The Department for Environment, Food and Rural Affairs (DEFRA) has made good progress in its preparations for exiting the EU, but it faces an ‘enormous challenge’, says the National Audit Office (NAO).
The NAO said It believes the government is now not able to deliver everything it originally intended for a ‘no-deal’ exit, though Defra still aims to have sufficient arrangements in place if needed.
In its report published today, the NAO has assessed how Defra is implementing its overall EU Exit portfolio and has assessed in detail four of Defra’s work streams covering environmental regulations for chemicals, the import and exports of animals and animal products and control of English fishing waters.
The NAO said the risk of Defra not delivering everything it had originally intended for a no deal scenario is “high and, until recently, not well understood by the department”. In the work streams the NAO examined it found the following examples where Defra would not be ready:
- Exports of animals and animal products from the UK are valued at £7.6bn. For the UK to continue exporting, it must comply with international health requirements and all exports must be accompanied by an export health certificate. Defra needs to negotiate with 154 countries to introduce 1,400 different UK versions of current EU export health certificates.
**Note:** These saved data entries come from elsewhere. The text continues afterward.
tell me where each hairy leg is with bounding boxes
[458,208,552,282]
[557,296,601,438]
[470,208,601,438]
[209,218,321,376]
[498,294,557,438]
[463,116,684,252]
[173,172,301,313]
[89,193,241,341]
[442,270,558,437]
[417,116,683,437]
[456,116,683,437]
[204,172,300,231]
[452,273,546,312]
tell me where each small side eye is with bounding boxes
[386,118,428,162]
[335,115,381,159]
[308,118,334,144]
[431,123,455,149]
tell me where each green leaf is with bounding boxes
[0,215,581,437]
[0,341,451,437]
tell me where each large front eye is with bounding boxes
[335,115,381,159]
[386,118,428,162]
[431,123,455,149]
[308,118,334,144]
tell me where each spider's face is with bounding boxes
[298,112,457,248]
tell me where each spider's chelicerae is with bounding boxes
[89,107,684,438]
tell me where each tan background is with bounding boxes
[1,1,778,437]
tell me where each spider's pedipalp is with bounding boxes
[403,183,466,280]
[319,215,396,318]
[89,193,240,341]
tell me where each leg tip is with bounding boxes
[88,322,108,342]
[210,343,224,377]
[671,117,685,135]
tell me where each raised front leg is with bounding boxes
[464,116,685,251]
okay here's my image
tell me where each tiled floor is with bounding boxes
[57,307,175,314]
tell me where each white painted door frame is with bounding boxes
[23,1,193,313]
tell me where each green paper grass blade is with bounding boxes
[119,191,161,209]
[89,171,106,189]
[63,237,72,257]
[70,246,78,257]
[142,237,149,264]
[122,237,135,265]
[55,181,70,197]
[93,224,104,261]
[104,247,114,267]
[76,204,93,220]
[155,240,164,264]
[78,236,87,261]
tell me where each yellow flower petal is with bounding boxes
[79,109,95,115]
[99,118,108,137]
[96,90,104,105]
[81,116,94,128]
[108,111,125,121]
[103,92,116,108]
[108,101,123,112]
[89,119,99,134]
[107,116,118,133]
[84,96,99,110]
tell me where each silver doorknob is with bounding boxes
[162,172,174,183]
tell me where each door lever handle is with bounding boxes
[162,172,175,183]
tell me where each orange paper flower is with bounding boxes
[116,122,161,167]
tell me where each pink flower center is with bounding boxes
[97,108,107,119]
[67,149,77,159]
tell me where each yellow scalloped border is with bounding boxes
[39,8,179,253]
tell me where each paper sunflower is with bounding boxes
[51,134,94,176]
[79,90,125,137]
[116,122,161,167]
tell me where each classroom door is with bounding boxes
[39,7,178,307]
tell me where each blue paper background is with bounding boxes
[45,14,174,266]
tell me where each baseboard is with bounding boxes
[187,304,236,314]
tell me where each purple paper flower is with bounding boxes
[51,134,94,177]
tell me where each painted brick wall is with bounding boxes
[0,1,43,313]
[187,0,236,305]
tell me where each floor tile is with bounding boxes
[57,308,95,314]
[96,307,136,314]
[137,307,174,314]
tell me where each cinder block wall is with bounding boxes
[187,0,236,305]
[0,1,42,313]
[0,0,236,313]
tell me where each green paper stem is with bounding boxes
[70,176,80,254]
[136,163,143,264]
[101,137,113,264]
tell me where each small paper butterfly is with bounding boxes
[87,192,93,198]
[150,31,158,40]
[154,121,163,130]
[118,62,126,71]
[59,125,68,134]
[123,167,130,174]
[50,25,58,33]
Defra is focusing on reaching agreement with 15 of these countries which it estimates account for 90% of total exports, but will not reach the other 139 by March 2019. It has accepted the risk that UK firms exporting to countries where agreements are not reached may not be able to do so for a period after EU Exit.
- Export health certificates will also be required for the first time for exports to the EU if there is no deal which will result in a significant increase in certificates needing to be processed by vets. Without enough vets, consignments of food could be delayed at the border or prevented from leaving the UK. Defra intended to start engaging with the veterinary industry in April 2018, but has not been permitted to do so and now plans to launch an emergency recruitment campaign in October to at least meet minimum levels of vets required. It plans to meet any remaining gaps through the use of non-veterinarians to check records and processes that do not require veterinary judgement.
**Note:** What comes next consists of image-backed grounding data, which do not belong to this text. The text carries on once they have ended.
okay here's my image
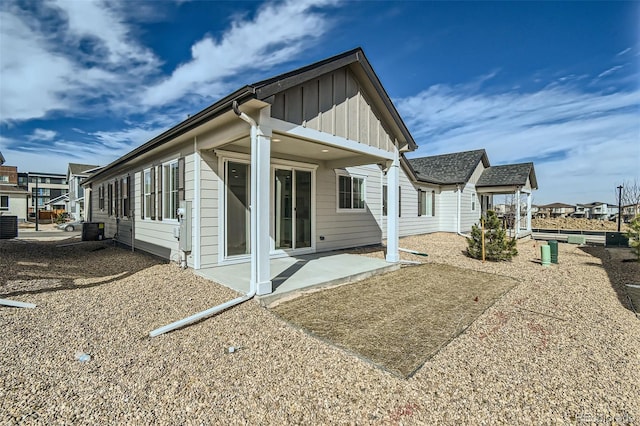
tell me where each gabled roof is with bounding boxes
[68,163,100,177]
[45,193,69,205]
[407,149,488,185]
[577,201,607,208]
[539,202,574,209]
[85,47,415,185]
[476,162,538,189]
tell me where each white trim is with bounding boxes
[193,141,201,269]
[334,169,367,213]
[268,117,395,160]
[161,158,179,221]
[270,164,317,254]
[218,151,318,263]
[142,168,152,220]
[220,156,252,261]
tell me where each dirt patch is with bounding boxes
[272,263,518,378]
[532,217,628,232]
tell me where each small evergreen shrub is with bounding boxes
[625,215,640,261]
[467,210,518,261]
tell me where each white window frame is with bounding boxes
[143,168,152,220]
[418,189,434,217]
[0,175,9,183]
[335,171,366,213]
[471,193,476,211]
[162,159,179,221]
[0,195,8,210]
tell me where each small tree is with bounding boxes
[625,215,640,261]
[467,210,518,261]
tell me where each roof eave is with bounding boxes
[83,86,256,186]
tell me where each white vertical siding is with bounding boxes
[271,67,395,153]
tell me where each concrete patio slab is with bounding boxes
[196,252,400,306]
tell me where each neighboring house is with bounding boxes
[24,172,68,215]
[574,202,609,220]
[538,203,575,218]
[407,149,538,237]
[622,203,640,222]
[82,48,537,296]
[67,163,100,220]
[0,165,29,221]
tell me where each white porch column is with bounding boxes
[386,147,400,263]
[526,192,532,231]
[251,108,272,295]
[515,188,521,238]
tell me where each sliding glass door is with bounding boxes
[274,168,312,251]
[226,161,250,256]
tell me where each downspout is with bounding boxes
[456,184,469,237]
[148,101,257,338]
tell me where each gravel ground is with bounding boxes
[1,234,639,424]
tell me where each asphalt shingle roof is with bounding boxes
[68,163,100,176]
[407,149,488,185]
[476,163,537,189]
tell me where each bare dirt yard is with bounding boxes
[1,234,639,424]
[273,264,518,378]
[532,216,629,232]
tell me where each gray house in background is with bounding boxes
[67,163,100,220]
[407,149,538,237]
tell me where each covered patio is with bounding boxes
[196,251,399,306]
[476,162,538,239]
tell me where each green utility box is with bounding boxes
[548,240,558,264]
[605,232,629,247]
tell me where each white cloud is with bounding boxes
[28,129,58,141]
[140,0,340,108]
[0,1,158,123]
[398,83,640,204]
[597,65,624,78]
[50,0,158,71]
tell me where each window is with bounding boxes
[418,189,435,217]
[382,185,402,217]
[121,177,129,218]
[382,185,387,216]
[0,175,8,182]
[98,185,105,210]
[108,183,113,216]
[337,174,365,211]
[471,193,476,211]
[0,195,8,210]
[163,160,179,220]
[143,169,152,219]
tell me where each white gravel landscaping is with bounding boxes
[1,234,639,424]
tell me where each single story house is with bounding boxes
[83,48,537,297]
[83,48,417,296]
[406,149,537,237]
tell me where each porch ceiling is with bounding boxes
[223,133,383,166]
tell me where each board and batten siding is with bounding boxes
[270,67,396,153]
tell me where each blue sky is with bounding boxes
[1,0,638,205]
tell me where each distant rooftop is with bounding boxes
[408,149,488,185]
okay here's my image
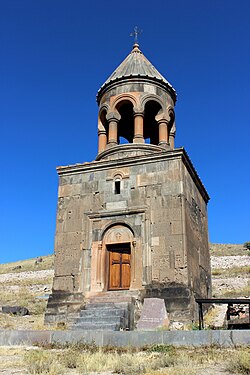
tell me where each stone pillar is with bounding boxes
[133,112,144,143]
[96,243,102,287]
[169,133,175,149]
[106,112,121,147]
[169,122,176,149]
[158,119,169,148]
[108,120,118,146]
[98,130,107,153]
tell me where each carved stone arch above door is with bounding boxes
[103,225,134,245]
[90,222,140,295]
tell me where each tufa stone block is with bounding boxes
[137,298,169,330]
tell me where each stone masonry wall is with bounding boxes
[182,161,211,320]
[47,149,210,324]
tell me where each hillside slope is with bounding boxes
[0,245,249,330]
[0,255,54,330]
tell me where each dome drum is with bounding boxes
[96,44,176,159]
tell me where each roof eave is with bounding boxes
[96,75,177,105]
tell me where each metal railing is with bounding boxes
[195,298,250,330]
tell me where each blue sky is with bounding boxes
[0,0,249,263]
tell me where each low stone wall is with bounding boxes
[0,330,249,347]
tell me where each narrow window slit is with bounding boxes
[115,180,121,194]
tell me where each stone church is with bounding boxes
[45,42,211,330]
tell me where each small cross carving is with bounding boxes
[116,232,122,240]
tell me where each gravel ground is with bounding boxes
[212,276,249,295]
[0,270,54,284]
[210,255,250,297]
[211,255,250,269]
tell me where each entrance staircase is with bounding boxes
[71,292,135,331]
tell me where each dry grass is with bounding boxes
[220,284,250,298]
[22,347,190,374]
[24,349,64,374]
[0,309,48,330]
[0,344,248,374]
[0,346,26,370]
[227,348,250,374]
[21,345,250,374]
[3,275,53,287]
[203,305,222,326]
[0,277,52,330]
[0,254,54,330]
[212,266,250,277]
[0,254,54,274]
[210,243,248,256]
[0,286,47,314]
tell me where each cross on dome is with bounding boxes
[130,26,143,45]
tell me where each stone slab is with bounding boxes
[103,331,163,347]
[0,330,249,347]
[137,298,169,330]
[106,201,127,210]
[51,330,104,346]
[0,330,51,346]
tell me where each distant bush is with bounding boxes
[243,242,250,251]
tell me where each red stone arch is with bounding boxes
[98,104,110,131]
[97,104,110,153]
[140,94,165,114]
[109,94,138,144]
[110,93,138,112]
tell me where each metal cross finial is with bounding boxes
[130,26,142,44]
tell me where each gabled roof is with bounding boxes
[97,44,176,103]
- The fishing industry contributes £682m to UK gross domestic product. Defra is still developing its plans to strengthen its control and enforcement activities in English fishing waters. Defra hopes to significantly increase vessel patrol hours, but due to delays in procurement and planning is unlikely to reach its originally intended patrolling capacity by March 2019. In a no-deal scenario, Defra may have to scale up its capacity over time, but is confident that it will be able to manage the risk of any disruption in the interim.
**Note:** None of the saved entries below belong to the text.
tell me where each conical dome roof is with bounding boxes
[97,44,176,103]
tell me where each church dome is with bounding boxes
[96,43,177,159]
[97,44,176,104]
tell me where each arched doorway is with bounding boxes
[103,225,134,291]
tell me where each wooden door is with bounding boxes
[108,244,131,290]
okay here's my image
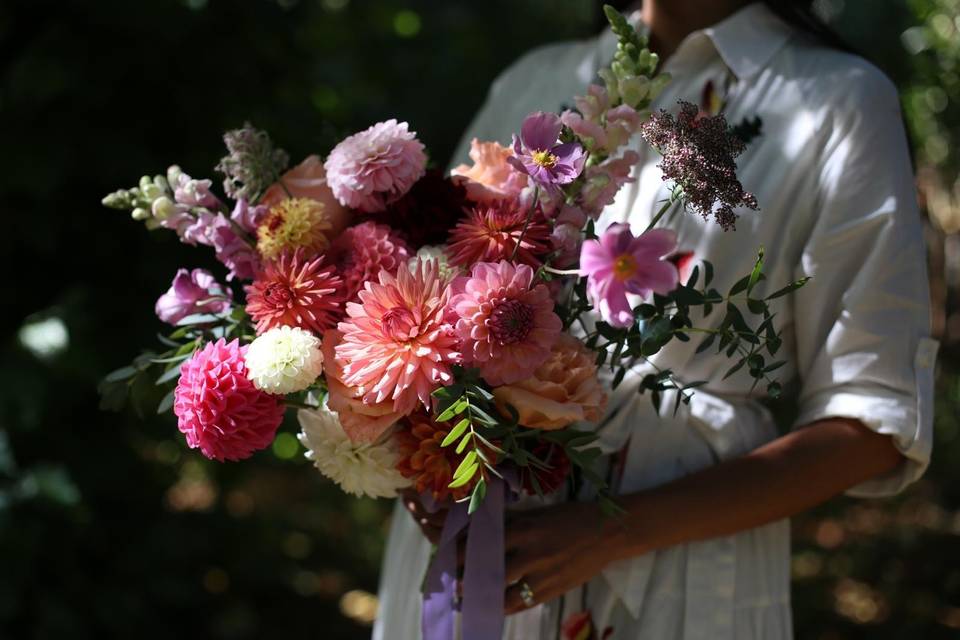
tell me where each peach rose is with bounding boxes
[450,138,528,203]
[261,155,352,236]
[493,334,607,430]
[321,329,403,443]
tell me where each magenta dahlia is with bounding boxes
[173,338,285,462]
[445,199,552,269]
[324,119,427,213]
[336,259,459,415]
[328,221,412,301]
[245,249,345,335]
[448,261,562,386]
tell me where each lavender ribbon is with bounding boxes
[422,476,507,640]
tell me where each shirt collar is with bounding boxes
[696,2,795,80]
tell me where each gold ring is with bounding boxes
[519,581,536,608]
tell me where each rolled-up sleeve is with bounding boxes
[791,68,938,497]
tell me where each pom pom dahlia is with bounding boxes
[245,250,344,335]
[328,221,412,301]
[321,329,404,443]
[324,119,427,213]
[336,259,459,416]
[173,338,285,462]
[245,325,324,394]
[449,261,562,386]
[492,334,607,430]
[298,406,411,499]
[445,199,552,269]
[256,197,333,261]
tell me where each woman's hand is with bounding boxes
[502,500,628,615]
[400,489,447,545]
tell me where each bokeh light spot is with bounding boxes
[393,10,421,38]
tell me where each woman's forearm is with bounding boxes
[606,418,905,562]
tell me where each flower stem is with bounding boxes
[644,198,676,232]
[542,265,581,276]
[510,187,540,261]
Amyas Morse, the head of the NAO, said: “The scale and complexity of what needs to be done to leave the EU is a significant challenge and Defra is impacted more than most. It has achieved a great deal, but gaps remain and with six months to go it won’t deliver all it originally intended in the event of no deal, and when gaps exist, it needs to focus on alternatives and mitigations.
“Like other departments, it now must ensure its voice is heard by the centre of government to provide an accurate picture of what is possible if a negotiated settlement is not reached, and even if it is.”